И казалось, Марсина поняла. Она взяла его за руку и повела к холму, поросшему цветами и мхом, и у него не было ни сил, ни воли воспротивиться.
Они сели рядом, и Дер повесил голову, которая больше ему не принадлежала.
— Если ты голоден и хочешь подкрепиться фруктами и медом, но стесняешься моего присутствия, я отойду, — предложила Марсина. — А потом ты меня позовешь.
Дер страдальчески застонал. Звук получился сиплый и смешной.

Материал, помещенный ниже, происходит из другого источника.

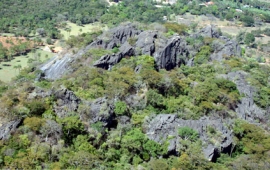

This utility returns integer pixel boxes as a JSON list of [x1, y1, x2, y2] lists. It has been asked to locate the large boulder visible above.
[[82, 97, 114, 127], [0, 119, 22, 140], [196, 25, 221, 38], [135, 31, 157, 56], [54, 88, 81, 118], [154, 36, 189, 70], [144, 114, 233, 161], [210, 36, 241, 61], [227, 71, 269, 123], [94, 42, 134, 69]]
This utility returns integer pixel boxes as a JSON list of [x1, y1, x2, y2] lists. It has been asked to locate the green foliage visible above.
[[57, 114, 84, 144], [178, 127, 199, 142], [66, 31, 102, 48], [36, 80, 52, 89], [164, 22, 188, 35], [244, 33, 255, 45], [240, 15, 254, 27], [25, 100, 47, 116], [114, 101, 128, 115], [254, 87, 270, 109], [23, 117, 45, 132], [112, 47, 119, 53], [233, 121, 270, 156], [194, 46, 212, 64]]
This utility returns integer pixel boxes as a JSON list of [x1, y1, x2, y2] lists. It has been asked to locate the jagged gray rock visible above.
[[86, 97, 114, 127], [154, 36, 189, 70], [196, 25, 221, 38], [0, 119, 22, 140], [135, 31, 157, 56], [227, 71, 269, 123], [54, 88, 81, 118], [144, 114, 233, 160], [210, 36, 241, 61], [40, 23, 241, 80]]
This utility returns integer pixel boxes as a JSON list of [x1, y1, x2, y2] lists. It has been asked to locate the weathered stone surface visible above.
[[197, 25, 221, 38], [227, 71, 269, 123], [110, 23, 142, 44], [87, 97, 114, 127], [145, 114, 233, 160], [0, 119, 21, 140], [54, 88, 80, 118], [210, 36, 241, 61], [135, 31, 157, 56], [154, 36, 189, 70], [40, 23, 241, 80], [94, 53, 123, 70], [39, 42, 95, 80]]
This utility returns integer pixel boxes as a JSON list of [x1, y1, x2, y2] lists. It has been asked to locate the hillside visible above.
[[0, 0, 270, 170], [0, 23, 270, 169]]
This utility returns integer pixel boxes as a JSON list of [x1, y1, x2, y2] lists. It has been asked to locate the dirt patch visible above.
[[0, 36, 29, 49]]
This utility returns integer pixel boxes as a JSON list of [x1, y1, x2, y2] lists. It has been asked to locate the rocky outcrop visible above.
[[39, 42, 97, 80], [40, 23, 241, 80], [82, 97, 114, 127], [135, 31, 157, 56], [196, 25, 221, 38], [54, 88, 80, 118], [94, 42, 134, 69], [0, 119, 21, 140], [227, 71, 269, 123], [154, 36, 189, 70], [144, 114, 233, 161], [210, 36, 241, 61]]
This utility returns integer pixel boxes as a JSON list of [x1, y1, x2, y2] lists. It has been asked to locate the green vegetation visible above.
[[0, 0, 270, 170], [0, 50, 53, 82]]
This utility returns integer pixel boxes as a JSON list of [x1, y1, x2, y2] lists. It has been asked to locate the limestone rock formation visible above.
[[227, 71, 269, 123], [54, 88, 80, 118], [145, 114, 233, 160], [0, 119, 21, 140]]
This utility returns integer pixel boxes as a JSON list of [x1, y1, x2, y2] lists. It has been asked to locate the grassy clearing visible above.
[[60, 22, 108, 40], [0, 33, 15, 37], [0, 49, 54, 82]]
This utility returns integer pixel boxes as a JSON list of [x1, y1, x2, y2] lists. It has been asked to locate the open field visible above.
[[0, 36, 30, 48], [0, 49, 54, 82], [60, 22, 108, 39], [0, 33, 15, 37], [176, 13, 270, 44]]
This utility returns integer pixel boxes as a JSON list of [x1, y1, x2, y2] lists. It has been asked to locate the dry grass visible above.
[[0, 36, 30, 48], [0, 50, 54, 82], [60, 22, 108, 39]]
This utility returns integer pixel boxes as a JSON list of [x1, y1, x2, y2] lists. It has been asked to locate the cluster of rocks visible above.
[[40, 23, 241, 80], [0, 24, 266, 161], [144, 114, 233, 161]]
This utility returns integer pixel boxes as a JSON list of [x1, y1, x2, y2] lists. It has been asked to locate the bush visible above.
[[114, 101, 127, 115], [240, 15, 254, 27], [178, 127, 199, 142], [164, 22, 188, 35], [23, 117, 44, 132]]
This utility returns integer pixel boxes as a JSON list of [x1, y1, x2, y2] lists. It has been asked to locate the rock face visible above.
[[40, 23, 241, 80], [154, 36, 189, 70], [135, 31, 157, 56], [0, 119, 21, 140], [210, 36, 241, 61], [227, 71, 269, 123], [39, 43, 96, 80], [54, 88, 80, 118], [145, 114, 233, 161]]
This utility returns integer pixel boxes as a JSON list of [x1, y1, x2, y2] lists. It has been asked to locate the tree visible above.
[[244, 33, 255, 46], [240, 15, 254, 27], [178, 127, 199, 141]]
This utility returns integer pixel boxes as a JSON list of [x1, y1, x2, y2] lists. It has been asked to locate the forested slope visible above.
[[0, 0, 270, 170]]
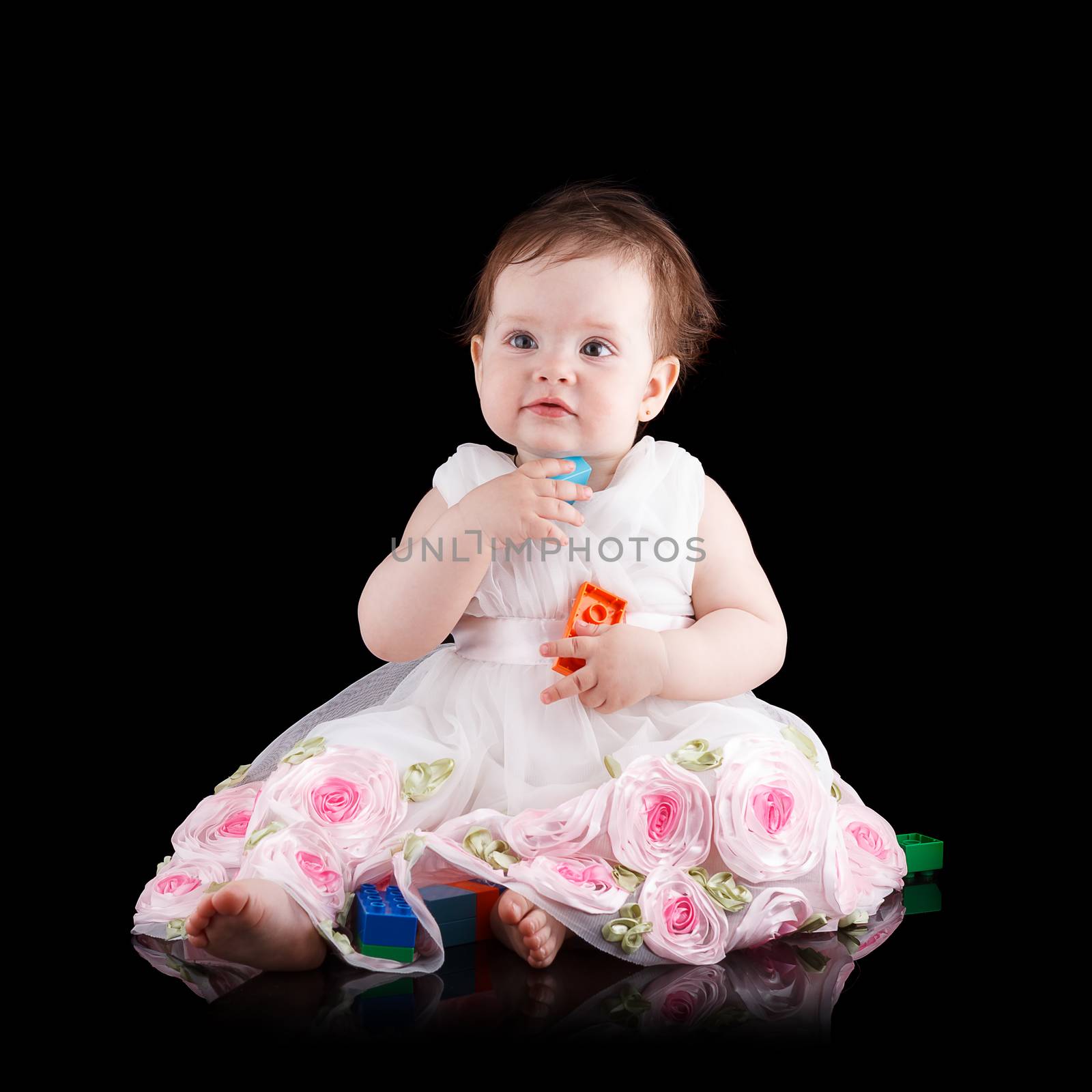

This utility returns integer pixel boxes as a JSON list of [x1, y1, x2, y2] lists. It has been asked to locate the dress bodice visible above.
[[433, 435, 706, 619]]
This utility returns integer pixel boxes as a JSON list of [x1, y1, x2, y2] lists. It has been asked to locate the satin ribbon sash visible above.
[[451, 610, 698, 667]]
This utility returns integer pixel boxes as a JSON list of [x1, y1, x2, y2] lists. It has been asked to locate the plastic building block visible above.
[[356, 883, 417, 959], [554, 580, 626, 675], [550, 455, 592, 504], [895, 834, 945, 880], [420, 879, 506, 948]]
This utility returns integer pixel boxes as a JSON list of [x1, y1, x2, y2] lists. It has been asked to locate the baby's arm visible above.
[[357, 488, 491, 663], [659, 476, 788, 701]]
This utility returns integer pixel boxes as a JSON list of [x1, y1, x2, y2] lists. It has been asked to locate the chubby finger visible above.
[[538, 666, 595, 706], [538, 637, 592, 659]]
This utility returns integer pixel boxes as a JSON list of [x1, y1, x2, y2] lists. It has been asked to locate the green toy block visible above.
[[356, 941, 414, 963], [895, 834, 945, 880]]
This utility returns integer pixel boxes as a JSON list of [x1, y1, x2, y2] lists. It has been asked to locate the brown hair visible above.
[[443, 179, 722, 438]]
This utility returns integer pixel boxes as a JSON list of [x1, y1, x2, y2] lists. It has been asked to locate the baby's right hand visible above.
[[455, 459, 592, 545]]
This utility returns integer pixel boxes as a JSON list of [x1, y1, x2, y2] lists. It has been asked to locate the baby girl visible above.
[[172, 184, 803, 970]]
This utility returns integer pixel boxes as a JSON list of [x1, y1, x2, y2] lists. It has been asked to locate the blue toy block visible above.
[[550, 455, 592, 504], [420, 883, 477, 926], [356, 883, 417, 949], [440, 917, 477, 948]]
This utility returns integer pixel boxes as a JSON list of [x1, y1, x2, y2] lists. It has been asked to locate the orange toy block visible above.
[[553, 580, 626, 675]]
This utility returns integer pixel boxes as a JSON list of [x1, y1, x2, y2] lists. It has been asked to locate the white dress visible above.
[[132, 435, 906, 974]]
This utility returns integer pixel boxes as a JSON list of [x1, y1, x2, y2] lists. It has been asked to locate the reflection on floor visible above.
[[132, 887, 919, 1046]]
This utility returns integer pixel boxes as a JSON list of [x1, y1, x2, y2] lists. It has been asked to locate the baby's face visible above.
[[471, 255, 678, 460]]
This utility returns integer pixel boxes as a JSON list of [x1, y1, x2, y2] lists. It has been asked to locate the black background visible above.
[[104, 164, 965, 1048]]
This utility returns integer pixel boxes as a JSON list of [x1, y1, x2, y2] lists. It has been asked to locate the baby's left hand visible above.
[[539, 621, 668, 713]]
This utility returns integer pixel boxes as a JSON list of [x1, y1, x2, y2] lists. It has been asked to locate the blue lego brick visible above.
[[356, 883, 417, 949], [550, 455, 592, 504], [420, 883, 477, 925], [440, 917, 477, 948], [356, 943, 415, 963]]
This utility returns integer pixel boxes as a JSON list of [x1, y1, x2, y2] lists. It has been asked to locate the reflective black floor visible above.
[[119, 883, 947, 1057]]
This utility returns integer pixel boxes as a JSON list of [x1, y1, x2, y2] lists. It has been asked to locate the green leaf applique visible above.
[[212, 762, 250, 796], [687, 867, 751, 913], [281, 736, 326, 766], [242, 819, 284, 853], [402, 758, 455, 804], [463, 827, 520, 876], [667, 739, 724, 773], [610, 864, 644, 894], [603, 902, 652, 956]]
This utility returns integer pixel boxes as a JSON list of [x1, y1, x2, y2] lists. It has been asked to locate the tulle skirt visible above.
[[132, 643, 906, 974]]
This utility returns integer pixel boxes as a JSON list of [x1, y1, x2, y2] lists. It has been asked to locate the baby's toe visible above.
[[520, 910, 546, 938], [497, 891, 531, 925]]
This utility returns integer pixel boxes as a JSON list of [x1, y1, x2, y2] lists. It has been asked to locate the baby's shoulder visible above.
[[433, 444, 515, 508]]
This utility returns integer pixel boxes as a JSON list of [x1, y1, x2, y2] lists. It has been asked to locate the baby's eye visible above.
[[508, 334, 614, 360]]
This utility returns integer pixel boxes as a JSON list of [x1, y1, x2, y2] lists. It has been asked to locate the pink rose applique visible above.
[[248, 745, 410, 867], [501, 779, 615, 857], [713, 733, 837, 883], [637, 866, 735, 963], [133, 854, 235, 932], [171, 782, 261, 868], [607, 755, 713, 875], [236, 816, 346, 926], [835, 799, 906, 915], [506, 856, 630, 914], [728, 883, 812, 951]]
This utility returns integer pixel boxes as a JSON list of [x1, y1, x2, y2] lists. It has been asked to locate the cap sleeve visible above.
[[433, 444, 515, 508]]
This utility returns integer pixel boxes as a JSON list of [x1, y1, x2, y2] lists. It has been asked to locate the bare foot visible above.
[[186, 879, 326, 971], [489, 890, 571, 966]]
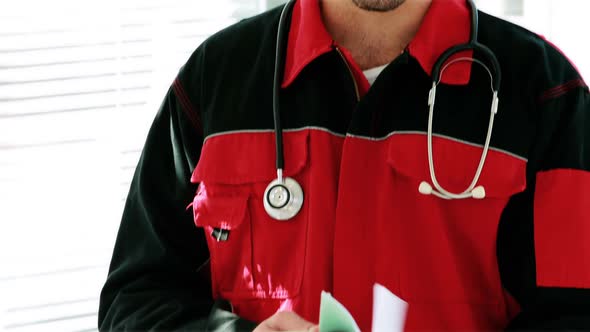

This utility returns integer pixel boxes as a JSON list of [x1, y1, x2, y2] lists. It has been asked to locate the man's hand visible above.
[[254, 311, 320, 332]]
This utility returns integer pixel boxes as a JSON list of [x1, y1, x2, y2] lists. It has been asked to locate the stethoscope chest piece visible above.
[[264, 177, 303, 220]]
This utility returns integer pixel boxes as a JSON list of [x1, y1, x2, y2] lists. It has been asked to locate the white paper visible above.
[[320, 292, 361, 332], [372, 284, 408, 332]]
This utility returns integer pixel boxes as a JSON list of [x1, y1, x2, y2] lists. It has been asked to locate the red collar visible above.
[[282, 0, 471, 87]]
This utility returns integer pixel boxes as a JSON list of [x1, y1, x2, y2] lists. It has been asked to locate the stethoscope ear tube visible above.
[[263, 0, 303, 220], [418, 0, 502, 200], [432, 42, 502, 91]]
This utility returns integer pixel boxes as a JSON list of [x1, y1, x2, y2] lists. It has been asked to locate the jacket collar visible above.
[[282, 0, 471, 87]]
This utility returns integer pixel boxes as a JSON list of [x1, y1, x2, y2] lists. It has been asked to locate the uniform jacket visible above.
[[99, 0, 590, 331]]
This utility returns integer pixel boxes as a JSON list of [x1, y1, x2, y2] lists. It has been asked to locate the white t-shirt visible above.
[[363, 64, 387, 85]]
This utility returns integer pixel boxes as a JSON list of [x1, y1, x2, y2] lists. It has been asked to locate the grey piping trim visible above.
[[203, 126, 528, 162], [346, 131, 528, 162], [203, 126, 346, 143]]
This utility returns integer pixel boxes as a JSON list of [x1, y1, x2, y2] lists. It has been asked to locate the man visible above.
[[99, 0, 590, 331]]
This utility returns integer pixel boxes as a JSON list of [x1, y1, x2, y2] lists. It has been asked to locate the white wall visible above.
[[477, 0, 590, 82]]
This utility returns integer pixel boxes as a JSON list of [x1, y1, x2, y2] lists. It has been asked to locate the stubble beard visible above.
[[352, 0, 405, 12]]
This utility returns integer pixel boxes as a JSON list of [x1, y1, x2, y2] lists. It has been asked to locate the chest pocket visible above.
[[386, 134, 526, 304], [191, 131, 309, 301]]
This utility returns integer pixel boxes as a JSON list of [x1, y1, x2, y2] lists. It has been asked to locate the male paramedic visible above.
[[99, 0, 590, 331]]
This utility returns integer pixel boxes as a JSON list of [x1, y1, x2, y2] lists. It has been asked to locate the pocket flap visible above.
[[387, 134, 526, 198], [193, 183, 248, 230], [191, 130, 309, 185]]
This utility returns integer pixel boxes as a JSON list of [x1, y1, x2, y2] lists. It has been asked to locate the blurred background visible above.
[[0, 0, 590, 332]]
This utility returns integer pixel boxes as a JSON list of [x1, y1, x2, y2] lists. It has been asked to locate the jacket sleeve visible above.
[[98, 48, 254, 331], [499, 77, 590, 331]]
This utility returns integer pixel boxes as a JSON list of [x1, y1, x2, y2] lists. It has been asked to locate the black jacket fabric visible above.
[[99, 3, 590, 331]]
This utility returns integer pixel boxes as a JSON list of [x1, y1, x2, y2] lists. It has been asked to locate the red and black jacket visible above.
[[99, 0, 590, 331]]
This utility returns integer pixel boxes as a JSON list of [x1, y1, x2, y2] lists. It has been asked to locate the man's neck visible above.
[[320, 0, 433, 70]]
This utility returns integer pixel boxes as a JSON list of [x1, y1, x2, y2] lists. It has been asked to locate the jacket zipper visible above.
[[334, 46, 361, 103]]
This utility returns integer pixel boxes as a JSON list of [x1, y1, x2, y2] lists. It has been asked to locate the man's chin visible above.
[[352, 0, 405, 12]]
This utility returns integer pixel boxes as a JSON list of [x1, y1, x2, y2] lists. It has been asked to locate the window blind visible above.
[[0, 0, 267, 332]]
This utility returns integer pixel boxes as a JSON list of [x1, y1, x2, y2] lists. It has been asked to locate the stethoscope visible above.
[[264, 0, 501, 220]]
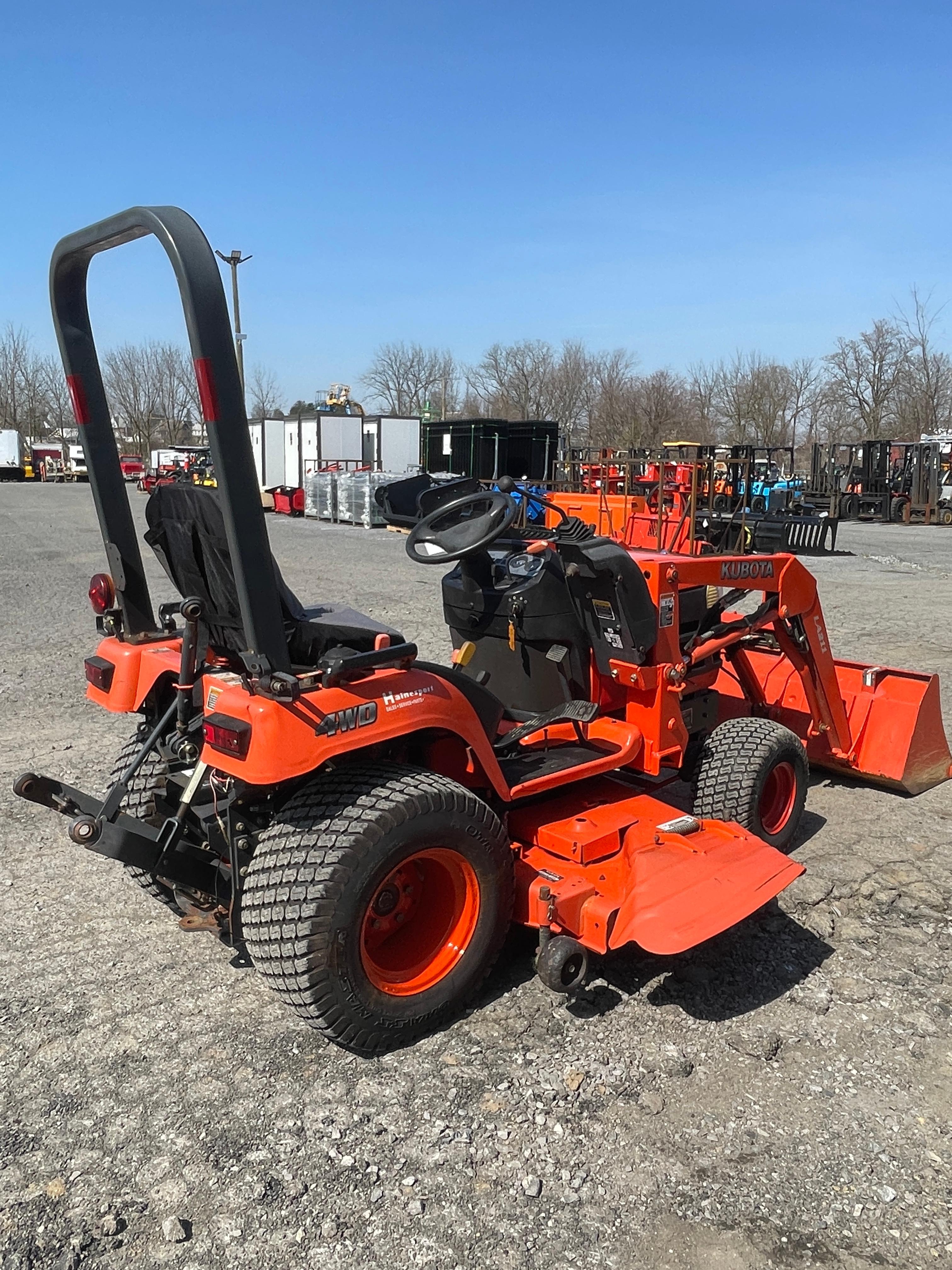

— Мой господин, — продолжала Марсина, — я люблю тебя всем сердцем, и прости, если это звучит нескромно. Что бы с тобой ни случилось, я с радостью и готовностью разделю твое горе.
И тогда в Дере взыграла великая ярость — гнев одинокого страдальца, чье горе нельзя разделить ни с кем. И он сорвал с себя фату, и раздирал ее на клочки, пока она не разлетелась на нитки по ковру папоротников. И перед Марсиной предстало лицо ее возлюбленного.
Марсина вперила в него взор и взяла Дера за руки.
— Страшный груз свалился тебе на плечи, — проговорила она. — Но, поверь, я вижу тебя в глазах этой бедной твари, я знаю, что ты — Дер, мой возлюбленный, скрывающийся за личиной осла.